It’s easy - and at times necessary - to consider context when thinking about Washed Out. The moment his debut ‘Within and Without’ arrived was the moment a movement ended. It was the very same swelling of change that Ernest Greene began. But all the same it was one that lost its focus in a process of desaturation. Its emotive appeal had drowned, quite literally, in a sea of bands and producers trying to replicate the breathless charge of Greene’s early demos and ‘Life of Leisure’ EP.
But the remarkable aspect of Washed Out, and especially ‘Paracosm’, is just how far removed it is from context. Any context, even. Its fairground, fairytale concept is one you’d draw way back to the 1960s. It’s fantastical. It’s the iconic image of Mickey Mouse waving magic dust at his mop and buckets. It’s not the vacuous, ‘take-a-toke-and-relax-maaan’ vibe Ernest’s music was so ruthlessly pegged in with. And although it’s imaginative and undoubtedly about escapism, above all things, it’s a clever summation of a sense of adventure.
Greene’s come on a great deal since his early days of steering old-school disco samples through a time machine. He built his own studio for ‘Paracosm’, played pretty much every part that makes up the record. And how. Moments on this album are tailor-made, every single inch, to appeal to the senses. Layer upon layer of acoustics slather the rest of each song’s goings on. Washed Out retains its sense of bittersweet melancholy, but on this occasion it sounds complete; something the amateurs can’t come close to.
‘All I Know’ is the richest of the album’s recordings. Its heady strum could easily open a U2 record, it sounds so damned refined. But its all-encompassing bulk is surrounded by swirling atmospherics, abstract links that remind you of the guy’s ambition. ‘Falling Back’ also steers through a risky route between casual anthemia and something meaningful. Often Greene’s vocals are of such a kind, they tend to float between songs, until you’re drifting into a gorgeous slumber. That’ll feel like the purpose of the album for some. For others it’ll be a grating, repeated offence.

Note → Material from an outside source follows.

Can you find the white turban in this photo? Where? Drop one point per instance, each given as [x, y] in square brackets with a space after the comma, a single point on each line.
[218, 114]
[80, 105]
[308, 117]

There are very few records where you can get by simply on how sweeping and plain beautiful it sounds. Washed Out never really had an audience in mind. It’s a guy’s conscience creeping into the foreground; one concerned occasionally with simple, sorry thoughts, but for the most part distracted by nature and escape. ‘Paracosm’ stands out because it’s a clever, perfectly executed refining of these distractions. So many stumble when expressing something this obvious and musically abstract.Washed Out himself stumbled first time round, even. Here he creates a fuller piece, totally unconcerned with its context and its audience. Hence why it excels.